More Madigan-generated woes expected for Illinois, editorial board says
Even as Gov. Bruce Rauner continues to strive toward a potential state budget solution, House Speaker Mike Madigan (D-Chicago) “delays and offers nothing,” the Chicago Tribune recently reported while continuing its coverage of Illinois’ hemorrhaging finances.
Editors at the newspaper have bemoaned the probability that the ringing in of the spring legislative session means “still more menacing news to Illinois,” stating that the newest proof of systemic breakdown lies neither in the impotent stopgap spending plan, nor in the recent mass outmigration from the Land of Lincoln, where population losses recently exceeded those of any other state.
Instead, according to the Tribune — or consequently — the greatest cause for alarm now rests in the strong possibility that Illinois could lose seats in the U.S. Congress following the next national census in 2020.
“Not one but two seats,” editors said.
Of all 50 states in the nation, Illinois endured the largest population last year, according to the latest U.S. Census figures. Moreover, Illinois remains the only state in the entire Midwest to experience a population decline for the third consecutive year.

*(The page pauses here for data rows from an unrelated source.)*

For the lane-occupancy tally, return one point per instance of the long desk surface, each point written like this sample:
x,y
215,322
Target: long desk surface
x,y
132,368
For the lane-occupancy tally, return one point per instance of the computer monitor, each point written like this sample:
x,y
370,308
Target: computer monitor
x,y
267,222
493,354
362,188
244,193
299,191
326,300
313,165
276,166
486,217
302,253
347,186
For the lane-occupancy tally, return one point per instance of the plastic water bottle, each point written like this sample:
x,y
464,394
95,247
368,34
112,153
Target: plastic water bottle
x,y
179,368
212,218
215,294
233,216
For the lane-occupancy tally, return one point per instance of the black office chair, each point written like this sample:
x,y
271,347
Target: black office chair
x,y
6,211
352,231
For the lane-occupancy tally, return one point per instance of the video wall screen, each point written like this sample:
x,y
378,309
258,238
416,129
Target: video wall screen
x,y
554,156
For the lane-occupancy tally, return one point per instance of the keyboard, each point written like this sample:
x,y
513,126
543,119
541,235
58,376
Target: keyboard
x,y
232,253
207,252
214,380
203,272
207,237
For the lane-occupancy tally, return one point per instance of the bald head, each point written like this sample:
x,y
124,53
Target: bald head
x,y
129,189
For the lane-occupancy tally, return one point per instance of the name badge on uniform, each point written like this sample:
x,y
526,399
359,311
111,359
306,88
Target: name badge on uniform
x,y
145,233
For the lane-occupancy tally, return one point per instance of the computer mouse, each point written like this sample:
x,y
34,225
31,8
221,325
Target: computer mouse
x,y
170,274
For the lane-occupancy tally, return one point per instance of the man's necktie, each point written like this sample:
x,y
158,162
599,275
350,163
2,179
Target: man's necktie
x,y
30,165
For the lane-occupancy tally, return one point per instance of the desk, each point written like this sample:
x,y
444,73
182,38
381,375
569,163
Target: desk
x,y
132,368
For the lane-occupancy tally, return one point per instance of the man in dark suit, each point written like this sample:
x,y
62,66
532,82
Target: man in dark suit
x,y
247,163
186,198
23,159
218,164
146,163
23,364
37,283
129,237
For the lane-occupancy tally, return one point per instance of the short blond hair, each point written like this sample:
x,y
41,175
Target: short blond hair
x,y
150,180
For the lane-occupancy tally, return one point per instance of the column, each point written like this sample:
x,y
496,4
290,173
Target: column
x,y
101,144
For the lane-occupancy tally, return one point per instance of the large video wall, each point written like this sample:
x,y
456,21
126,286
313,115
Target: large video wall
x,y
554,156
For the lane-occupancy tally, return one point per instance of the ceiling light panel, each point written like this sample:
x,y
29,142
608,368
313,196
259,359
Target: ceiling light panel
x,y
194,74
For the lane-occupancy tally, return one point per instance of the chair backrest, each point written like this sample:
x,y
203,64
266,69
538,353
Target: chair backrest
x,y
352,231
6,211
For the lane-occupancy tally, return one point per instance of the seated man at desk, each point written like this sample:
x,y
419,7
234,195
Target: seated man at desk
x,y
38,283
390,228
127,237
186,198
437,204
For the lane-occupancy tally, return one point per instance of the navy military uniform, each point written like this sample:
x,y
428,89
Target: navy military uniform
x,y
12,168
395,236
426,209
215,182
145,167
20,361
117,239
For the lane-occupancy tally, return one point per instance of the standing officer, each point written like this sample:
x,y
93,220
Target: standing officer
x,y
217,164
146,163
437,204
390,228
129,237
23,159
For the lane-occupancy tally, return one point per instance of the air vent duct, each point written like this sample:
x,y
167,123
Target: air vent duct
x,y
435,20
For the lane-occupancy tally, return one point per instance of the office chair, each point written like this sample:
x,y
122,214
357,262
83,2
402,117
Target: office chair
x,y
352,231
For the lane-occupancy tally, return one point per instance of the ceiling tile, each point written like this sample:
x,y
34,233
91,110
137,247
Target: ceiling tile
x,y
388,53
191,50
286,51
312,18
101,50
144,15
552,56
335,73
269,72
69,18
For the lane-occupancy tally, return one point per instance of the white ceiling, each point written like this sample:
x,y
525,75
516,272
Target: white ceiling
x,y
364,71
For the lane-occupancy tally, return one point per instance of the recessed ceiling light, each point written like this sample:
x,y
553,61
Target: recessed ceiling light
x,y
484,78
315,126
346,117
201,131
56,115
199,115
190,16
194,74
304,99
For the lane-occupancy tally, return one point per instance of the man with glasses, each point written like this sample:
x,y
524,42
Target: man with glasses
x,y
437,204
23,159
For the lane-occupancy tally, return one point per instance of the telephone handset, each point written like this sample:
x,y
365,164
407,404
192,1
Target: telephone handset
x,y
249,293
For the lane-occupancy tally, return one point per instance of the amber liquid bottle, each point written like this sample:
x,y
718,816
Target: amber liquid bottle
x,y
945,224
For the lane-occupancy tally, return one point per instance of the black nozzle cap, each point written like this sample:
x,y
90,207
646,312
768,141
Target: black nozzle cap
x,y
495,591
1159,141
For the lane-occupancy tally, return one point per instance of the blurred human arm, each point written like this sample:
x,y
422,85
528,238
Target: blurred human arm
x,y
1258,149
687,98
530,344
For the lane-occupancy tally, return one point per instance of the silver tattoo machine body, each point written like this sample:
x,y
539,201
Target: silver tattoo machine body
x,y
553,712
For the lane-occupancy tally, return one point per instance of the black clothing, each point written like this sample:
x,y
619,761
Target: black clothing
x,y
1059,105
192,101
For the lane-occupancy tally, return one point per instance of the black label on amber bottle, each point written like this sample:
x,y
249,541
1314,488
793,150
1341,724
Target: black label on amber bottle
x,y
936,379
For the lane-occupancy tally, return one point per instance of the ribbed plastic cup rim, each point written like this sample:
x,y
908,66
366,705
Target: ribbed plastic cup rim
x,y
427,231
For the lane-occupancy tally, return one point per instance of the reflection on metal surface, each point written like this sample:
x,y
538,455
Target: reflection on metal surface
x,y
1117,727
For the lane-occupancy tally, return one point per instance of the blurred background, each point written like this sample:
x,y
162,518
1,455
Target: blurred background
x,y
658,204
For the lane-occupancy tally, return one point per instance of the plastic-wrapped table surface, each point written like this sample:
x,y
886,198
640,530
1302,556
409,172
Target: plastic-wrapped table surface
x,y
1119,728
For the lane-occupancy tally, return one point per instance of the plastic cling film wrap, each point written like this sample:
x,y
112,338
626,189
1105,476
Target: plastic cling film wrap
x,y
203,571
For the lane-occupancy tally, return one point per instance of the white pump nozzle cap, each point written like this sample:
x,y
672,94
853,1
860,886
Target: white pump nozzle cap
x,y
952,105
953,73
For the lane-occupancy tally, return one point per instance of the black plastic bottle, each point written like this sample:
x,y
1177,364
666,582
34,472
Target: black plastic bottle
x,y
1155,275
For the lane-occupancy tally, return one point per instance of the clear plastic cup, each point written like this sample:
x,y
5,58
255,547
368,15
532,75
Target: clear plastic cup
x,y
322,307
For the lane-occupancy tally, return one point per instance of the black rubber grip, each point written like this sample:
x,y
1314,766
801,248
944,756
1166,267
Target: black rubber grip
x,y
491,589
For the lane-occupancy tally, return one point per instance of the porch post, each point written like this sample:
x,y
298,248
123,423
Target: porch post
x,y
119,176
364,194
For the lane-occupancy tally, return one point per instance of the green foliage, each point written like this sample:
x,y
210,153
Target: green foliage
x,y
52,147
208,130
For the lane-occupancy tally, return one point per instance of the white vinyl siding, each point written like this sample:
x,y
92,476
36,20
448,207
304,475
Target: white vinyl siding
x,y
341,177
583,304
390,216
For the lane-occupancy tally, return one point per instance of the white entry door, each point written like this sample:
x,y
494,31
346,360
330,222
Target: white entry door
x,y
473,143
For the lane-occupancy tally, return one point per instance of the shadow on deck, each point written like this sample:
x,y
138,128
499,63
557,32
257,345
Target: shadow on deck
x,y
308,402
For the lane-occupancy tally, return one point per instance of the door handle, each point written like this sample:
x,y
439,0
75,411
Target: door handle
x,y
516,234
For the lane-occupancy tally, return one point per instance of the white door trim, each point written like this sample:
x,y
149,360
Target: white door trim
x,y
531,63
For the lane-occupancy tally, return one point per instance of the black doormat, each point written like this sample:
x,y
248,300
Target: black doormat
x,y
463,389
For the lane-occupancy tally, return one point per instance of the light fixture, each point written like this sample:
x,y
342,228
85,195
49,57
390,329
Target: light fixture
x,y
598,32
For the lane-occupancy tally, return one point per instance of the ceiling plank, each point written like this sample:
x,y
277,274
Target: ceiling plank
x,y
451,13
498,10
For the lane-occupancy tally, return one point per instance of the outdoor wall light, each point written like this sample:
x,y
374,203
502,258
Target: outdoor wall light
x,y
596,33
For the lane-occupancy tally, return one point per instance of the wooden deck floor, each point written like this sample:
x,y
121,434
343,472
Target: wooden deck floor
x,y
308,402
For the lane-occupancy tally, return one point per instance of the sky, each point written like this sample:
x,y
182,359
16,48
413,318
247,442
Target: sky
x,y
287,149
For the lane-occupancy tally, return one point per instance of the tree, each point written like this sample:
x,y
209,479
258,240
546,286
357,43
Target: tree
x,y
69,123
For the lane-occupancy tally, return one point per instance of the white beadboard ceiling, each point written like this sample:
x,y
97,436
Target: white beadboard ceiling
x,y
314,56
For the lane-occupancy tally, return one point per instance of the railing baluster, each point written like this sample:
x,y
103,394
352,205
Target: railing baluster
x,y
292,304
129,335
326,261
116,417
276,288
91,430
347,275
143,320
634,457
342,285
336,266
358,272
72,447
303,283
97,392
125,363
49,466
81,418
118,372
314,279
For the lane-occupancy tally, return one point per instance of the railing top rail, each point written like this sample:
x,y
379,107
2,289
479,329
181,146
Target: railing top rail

Three-quarters of a century ago, Illinois held 27 seats in the U.S. House of Representatives; that has dwindled to 18, representing a 33 percent drop.
According to Chicago-based political news and polling data aggregator RealClearPolitics (RCP), if a census were to be conducted right now, Illinois would immediately forfeit another seat and maintain only 17 representatives. RCP’s analysts said that, in the hypothetical scenario, Illinois would be one of only four states nationwide to lose at least one seat in the House. Furthermore, if the migration pattern continues to persist, there is a strong possibility of a reduction to 16 seats when 2020 data is collected.
“That'd be two fewer House members voting with national Democrats or Republicans, two fewer U.S. reps advocating for Illinois, two fewer politicians bringing home the bacon,” the editors said.
Meanwhile, in real time, Tribune staffers didn’t have to reach too far or too deep into their records to touch on the most troubling issues surrounding current events, largely owed to Illinois’ long-lasting, controversial speaker and his accomplices.
Related to this are problems that stem from exceeding revenue with expenditures; borrowing copiously to deepen debt or “unfunded obligations”; the ensuing financial fiascos; the Chicago Public Schools crisis; the pension and union stalemates; and the list goes on.
Clearly frustrated with the atmosphere of denial in Springfield, staff did not hesitate to openly castigate Madigan as the New Year approaches with no solutions on the horizon. Citing “more failure, more gridlock,” editors were forced to recapitulate what has already been made clear: nothing has changed.
Rauner continues to work for Illinois, and Tribune staff continue to remind readers that “Madigan remains in denial that angry voters who wanted change in Springfield elected Republican Gov. Bruce Rauner.”
Each time Illinois’ political atmosphere is clarified by observers, the Madigan machine appears to dig in deeper.
In conclusion, the Tribune suggested that Madigan can see imminent perils as well as anyone; whether he chooses to address them, however, is another question.